Like Literary Hub, this site curates articles on books and the literary and publishing world from all over the internet. It does so under three categories:
- Articles of Note: Currently (September 21, 2017), the top articles on the page are on Hemingway in LA (from the LA Times), hallucinogenic fungi (from hyperallergic.com), and Kingsley Amis at 70 (from The Guardian).
- New Books: The first three articles in this column currently are a review of a book on what writers wear from The Times Literary Supplement, a review of Why Poetry? from the Washington Post, and a book on the evolution of beauty reviewed in The New York Times.
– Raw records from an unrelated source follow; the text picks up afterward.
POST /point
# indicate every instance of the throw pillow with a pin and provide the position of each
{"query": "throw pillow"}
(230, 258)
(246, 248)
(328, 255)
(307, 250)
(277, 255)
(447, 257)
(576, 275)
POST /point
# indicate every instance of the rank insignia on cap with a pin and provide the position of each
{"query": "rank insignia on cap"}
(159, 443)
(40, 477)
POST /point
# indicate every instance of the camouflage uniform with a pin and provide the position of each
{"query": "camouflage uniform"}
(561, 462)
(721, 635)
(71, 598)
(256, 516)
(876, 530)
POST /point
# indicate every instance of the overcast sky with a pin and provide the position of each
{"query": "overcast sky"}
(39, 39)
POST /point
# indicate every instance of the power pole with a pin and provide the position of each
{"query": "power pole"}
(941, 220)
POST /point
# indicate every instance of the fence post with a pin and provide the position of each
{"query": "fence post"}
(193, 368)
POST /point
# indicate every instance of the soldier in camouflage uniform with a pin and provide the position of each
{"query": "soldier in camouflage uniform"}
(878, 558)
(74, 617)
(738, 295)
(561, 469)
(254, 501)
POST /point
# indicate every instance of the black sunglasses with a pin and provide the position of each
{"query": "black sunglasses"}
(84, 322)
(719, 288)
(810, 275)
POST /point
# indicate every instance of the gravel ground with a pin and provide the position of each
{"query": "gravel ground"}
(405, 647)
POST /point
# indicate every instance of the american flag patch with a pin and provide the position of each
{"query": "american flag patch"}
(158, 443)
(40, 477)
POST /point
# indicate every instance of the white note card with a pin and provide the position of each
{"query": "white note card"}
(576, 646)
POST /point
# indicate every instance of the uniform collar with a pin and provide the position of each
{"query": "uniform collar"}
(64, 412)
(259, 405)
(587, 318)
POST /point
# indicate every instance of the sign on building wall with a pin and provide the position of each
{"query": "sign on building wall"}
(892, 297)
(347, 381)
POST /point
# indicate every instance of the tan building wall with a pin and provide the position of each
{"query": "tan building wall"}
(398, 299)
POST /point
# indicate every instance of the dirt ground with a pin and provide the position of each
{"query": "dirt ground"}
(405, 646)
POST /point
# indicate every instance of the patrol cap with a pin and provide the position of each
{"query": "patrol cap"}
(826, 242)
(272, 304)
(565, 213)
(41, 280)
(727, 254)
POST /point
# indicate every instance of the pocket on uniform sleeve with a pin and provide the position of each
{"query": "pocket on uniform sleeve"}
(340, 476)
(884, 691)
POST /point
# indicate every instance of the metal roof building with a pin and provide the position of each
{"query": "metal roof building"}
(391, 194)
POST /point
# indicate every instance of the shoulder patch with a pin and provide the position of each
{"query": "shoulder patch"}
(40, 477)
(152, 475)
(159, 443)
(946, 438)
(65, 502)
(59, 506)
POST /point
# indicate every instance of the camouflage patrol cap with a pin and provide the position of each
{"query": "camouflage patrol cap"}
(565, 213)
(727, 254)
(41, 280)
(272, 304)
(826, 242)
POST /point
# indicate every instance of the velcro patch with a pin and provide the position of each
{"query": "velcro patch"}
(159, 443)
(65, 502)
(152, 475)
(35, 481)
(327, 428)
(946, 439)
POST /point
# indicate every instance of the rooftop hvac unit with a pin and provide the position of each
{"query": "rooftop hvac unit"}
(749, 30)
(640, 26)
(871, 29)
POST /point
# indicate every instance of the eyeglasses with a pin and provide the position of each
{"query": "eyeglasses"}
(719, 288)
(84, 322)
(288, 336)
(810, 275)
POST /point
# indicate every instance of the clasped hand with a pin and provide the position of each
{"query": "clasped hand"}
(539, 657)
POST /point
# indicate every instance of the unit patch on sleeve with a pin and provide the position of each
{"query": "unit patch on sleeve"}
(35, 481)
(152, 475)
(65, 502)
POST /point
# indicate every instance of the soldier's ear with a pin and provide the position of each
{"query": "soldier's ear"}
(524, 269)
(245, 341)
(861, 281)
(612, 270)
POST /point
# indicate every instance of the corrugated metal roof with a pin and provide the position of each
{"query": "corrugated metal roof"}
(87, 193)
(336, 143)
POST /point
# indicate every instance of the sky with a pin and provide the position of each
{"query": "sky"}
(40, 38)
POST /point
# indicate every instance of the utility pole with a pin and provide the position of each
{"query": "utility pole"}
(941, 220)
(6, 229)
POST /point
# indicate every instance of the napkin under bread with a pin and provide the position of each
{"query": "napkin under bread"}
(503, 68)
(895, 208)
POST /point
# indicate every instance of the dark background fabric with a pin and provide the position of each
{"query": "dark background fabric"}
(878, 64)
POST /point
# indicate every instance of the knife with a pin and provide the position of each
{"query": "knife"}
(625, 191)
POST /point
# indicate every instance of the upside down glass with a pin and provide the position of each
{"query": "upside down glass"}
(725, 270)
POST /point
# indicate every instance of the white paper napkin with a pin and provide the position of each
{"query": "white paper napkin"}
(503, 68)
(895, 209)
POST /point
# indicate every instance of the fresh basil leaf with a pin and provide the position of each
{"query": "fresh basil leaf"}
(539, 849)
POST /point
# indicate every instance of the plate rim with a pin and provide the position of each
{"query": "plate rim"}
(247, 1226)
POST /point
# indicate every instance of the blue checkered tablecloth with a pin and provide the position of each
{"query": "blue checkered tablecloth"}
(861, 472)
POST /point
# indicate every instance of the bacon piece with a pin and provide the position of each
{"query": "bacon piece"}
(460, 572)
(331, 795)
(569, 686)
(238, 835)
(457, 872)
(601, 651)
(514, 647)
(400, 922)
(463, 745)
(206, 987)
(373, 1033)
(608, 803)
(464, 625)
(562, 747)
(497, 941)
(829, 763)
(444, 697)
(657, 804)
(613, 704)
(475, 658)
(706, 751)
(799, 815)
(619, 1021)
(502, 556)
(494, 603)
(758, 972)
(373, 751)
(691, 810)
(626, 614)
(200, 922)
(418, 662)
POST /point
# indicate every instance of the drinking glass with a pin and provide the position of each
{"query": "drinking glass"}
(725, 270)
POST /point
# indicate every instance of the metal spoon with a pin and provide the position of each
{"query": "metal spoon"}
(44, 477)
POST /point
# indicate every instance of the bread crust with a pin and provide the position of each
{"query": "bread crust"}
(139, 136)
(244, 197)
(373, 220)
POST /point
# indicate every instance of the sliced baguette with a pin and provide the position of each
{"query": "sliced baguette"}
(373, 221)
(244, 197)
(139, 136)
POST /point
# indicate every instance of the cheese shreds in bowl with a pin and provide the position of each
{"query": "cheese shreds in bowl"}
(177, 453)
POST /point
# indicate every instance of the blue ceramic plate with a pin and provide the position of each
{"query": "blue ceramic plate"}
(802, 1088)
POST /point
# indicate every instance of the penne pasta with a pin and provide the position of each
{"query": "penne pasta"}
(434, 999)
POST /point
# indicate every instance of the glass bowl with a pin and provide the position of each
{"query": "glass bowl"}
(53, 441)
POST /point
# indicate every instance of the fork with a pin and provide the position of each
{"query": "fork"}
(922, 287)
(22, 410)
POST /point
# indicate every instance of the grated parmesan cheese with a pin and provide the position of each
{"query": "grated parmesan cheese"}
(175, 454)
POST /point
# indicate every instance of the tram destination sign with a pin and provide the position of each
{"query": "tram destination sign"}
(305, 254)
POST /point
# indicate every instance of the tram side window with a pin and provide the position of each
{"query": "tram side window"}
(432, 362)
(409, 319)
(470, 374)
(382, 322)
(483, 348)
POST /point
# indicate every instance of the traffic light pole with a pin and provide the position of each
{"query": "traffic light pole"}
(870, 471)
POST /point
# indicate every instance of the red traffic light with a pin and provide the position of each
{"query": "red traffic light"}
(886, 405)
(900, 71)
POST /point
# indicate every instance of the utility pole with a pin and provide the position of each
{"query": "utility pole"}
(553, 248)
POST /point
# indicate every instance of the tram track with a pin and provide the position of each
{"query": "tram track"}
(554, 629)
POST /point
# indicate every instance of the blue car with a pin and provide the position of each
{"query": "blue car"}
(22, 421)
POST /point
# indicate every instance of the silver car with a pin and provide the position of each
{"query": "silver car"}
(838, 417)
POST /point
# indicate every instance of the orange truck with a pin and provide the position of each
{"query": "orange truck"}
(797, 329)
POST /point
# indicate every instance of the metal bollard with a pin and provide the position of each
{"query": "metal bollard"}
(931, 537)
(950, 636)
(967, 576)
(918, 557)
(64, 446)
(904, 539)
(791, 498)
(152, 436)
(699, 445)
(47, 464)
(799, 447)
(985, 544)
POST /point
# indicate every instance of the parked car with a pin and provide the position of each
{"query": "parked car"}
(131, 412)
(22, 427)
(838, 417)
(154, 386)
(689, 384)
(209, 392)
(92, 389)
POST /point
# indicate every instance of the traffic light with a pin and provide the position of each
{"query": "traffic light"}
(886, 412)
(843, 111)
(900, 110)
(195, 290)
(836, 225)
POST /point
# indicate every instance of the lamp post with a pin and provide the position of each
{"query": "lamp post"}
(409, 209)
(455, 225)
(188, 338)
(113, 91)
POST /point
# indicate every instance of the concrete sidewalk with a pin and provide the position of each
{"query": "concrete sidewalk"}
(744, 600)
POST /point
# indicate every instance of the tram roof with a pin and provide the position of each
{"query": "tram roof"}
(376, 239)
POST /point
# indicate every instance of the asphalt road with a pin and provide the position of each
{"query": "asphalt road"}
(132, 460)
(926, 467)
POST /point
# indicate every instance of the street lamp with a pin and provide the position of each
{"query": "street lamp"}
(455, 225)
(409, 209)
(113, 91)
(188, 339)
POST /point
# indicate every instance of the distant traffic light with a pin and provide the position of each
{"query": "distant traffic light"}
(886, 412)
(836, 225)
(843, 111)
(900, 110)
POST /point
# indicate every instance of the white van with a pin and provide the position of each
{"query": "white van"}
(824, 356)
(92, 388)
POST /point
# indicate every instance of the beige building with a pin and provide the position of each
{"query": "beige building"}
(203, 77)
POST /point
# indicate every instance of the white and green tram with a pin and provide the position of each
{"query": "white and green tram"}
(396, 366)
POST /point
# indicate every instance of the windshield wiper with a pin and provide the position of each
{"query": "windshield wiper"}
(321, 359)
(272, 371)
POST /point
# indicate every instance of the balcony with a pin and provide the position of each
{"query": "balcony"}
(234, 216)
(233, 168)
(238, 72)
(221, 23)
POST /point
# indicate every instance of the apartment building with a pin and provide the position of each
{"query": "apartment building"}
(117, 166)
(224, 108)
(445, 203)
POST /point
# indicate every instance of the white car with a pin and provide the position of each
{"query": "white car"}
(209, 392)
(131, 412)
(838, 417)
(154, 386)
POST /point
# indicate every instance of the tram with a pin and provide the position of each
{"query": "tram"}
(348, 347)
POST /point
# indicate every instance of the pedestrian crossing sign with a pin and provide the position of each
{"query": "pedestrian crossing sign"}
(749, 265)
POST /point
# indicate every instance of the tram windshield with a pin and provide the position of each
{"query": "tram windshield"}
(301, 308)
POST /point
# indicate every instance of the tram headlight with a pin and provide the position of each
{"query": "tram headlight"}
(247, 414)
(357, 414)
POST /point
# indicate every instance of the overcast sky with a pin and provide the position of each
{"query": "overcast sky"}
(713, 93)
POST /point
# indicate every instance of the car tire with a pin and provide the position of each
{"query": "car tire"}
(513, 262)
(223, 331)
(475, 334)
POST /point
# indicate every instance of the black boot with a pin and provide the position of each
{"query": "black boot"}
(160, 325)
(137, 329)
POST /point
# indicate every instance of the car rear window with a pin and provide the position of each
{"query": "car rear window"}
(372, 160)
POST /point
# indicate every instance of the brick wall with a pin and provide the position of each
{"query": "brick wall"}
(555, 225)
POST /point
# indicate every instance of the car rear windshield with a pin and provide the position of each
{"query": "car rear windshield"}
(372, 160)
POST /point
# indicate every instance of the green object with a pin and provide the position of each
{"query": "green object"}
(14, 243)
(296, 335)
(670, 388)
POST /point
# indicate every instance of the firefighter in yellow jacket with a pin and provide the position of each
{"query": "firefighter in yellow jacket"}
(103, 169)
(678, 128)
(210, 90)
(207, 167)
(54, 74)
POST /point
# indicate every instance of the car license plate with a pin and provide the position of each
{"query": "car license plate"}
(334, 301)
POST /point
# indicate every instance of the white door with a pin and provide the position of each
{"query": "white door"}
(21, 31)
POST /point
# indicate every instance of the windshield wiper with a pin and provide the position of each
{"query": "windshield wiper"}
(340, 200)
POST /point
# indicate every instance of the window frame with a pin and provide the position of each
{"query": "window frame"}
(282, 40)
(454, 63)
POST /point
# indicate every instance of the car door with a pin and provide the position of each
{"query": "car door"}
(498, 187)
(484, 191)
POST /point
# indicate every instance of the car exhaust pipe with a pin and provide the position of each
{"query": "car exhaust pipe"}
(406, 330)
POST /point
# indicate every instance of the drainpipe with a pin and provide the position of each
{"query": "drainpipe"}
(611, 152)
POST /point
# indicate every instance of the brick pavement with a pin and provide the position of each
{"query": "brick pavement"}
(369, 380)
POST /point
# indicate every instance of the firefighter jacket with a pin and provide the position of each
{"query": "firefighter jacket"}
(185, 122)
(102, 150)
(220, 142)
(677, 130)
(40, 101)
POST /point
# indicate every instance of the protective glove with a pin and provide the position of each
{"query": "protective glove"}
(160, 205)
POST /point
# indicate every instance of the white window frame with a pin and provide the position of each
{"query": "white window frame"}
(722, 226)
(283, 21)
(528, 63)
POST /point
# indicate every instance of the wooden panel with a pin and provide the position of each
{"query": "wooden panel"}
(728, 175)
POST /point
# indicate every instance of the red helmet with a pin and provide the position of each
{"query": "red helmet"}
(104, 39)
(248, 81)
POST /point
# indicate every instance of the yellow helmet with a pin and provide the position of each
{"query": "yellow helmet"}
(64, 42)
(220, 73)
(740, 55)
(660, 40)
- Essays & Opinions: Currently the first three are an article on Evelyn Waugh’s Catholicism from First Things, an article in The Jacobin on James Burnham’s journey from Trotskyite to conservative editor, and a London Review of Books review article by Pankraj Mishra on a collection of books exploring the future of liberalism in the age of Trump and Brexit.
The site is much less flashy than Literary Hub, being organized around three columns of articles under the three categories listed above. It adds no images to the article summaries and so allows for a great deal of content in a small online space.
The other feature of the site is the column of links on the left hand side of the page. From top to bottom following a box allowing you to subscribe to a weekly email newsletter, these are grouped under “Nota Bene” (a collection of miscellaneous articles), “The ALD Archives,” “Newspapers” (26 newspapers from around the world), “Breaking” (links to breaking news on various media outlets), “Magazines” (a long list), and “Book Reviews” (another long list of links). One fun feature under “Archives” is a “Random” link which randomly selects an article in the archives to show you.
Essentially, this is a portal into the literary world. I like the simple organization without the distraction of visual images that links you to content that appears of interest. The alphabetical lists of links to magazines and literary reviews is handy to have in one place.
As noted above, Arts & Letters Daily also sends a weekly email of its “Top Reads” each Friday. Here is a screen capture of the web-version of the September 15, 2017 newsletter:
The motto of Arts & Letters Daily is “Veritas odit moras,” a quote from Seneca that translates “truth hates delay.” I don’t know if this is what the editors were thinking, but the format and content of Arts & Letters Daily seems designed to get the truth out without delay, a mission ever more crucial in our day.